Send us photos of your 'favorite' pothole, like this one on La Jolla Parkway that opened up in September and was fixed once but is now developing anew. Light file photo
Send us photos of your 'favorite' pothole, like this one on La Jolla Parkway that opened up in September and was fixed once but is now developing anew. Light file photo

By City News Service

Half of the major roads in San Diego are in poor condition, according to data released today by a national transportation research group.

San Diego roads were ranked the eighth worst among the nation's regions with populations greater than 500,000, according to a report by TRIP, a Washington, D.C.-based nonprofit group, which analyzed government data from 2008.

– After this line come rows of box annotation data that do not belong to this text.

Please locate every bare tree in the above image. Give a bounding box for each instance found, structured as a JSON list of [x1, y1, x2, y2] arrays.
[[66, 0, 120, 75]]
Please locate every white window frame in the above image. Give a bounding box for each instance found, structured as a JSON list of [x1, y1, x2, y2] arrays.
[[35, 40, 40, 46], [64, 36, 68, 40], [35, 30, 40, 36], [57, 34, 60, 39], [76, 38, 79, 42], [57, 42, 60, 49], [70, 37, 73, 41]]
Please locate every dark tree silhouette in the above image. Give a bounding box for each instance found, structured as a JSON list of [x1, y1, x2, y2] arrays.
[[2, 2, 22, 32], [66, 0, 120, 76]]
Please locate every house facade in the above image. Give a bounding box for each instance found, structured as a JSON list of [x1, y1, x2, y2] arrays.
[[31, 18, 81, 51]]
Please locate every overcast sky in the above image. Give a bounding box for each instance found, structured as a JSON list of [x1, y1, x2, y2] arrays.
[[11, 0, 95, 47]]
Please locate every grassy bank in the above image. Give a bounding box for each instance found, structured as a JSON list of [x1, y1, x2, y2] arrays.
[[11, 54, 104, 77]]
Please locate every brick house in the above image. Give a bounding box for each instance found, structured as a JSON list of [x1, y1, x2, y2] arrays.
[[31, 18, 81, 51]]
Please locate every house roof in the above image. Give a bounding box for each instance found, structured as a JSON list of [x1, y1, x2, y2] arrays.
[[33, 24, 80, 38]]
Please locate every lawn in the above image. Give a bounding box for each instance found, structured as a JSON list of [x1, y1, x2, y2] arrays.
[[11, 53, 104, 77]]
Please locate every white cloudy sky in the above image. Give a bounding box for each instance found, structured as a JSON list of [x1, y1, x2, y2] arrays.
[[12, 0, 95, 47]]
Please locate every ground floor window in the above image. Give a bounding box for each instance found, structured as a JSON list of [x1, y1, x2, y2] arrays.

San Diego was also the eighth worst area for automobile operating costs due to poor roads, estimated at $654 annually. The dollar amount figures in repairs and maintenance, increased fuel consumption and tire wear.

The report listed 50 percent of San Diego's major thoroughfares as being in poor condition -- more than twice the national average for large population areas of 24 percent. It also said only 10 percent of major streets were in good condition.

Six of the 10 worst regions in the report were in budget-strapped California. San Jose is the worst, with 64 percent of its major roadways in bad shape, according to the report.

Other areas with rough roads are Los Angeles, San Francisco, Oakland, the Coachella Valley between Indio and Palm Springs and the Inland Empire of Riverside and San Bernardino, according to TRIP.

The best roads in regions with populations greater than 500,000 are in Atlanta, where 84 percent are in good shape, according to the report.

Street conditions are likely to worsen in the near future because of state budget deficits, the completion of federal stimulus funding and the failure of Congress to advance a long-term federal program to improve roadways, the report concluded.

"Repairing rough urban roads could ease the burden on drivers and provide a smoother ride while creating jobs and boosting the economy," said Will Wilkins, the executive director of TRIP.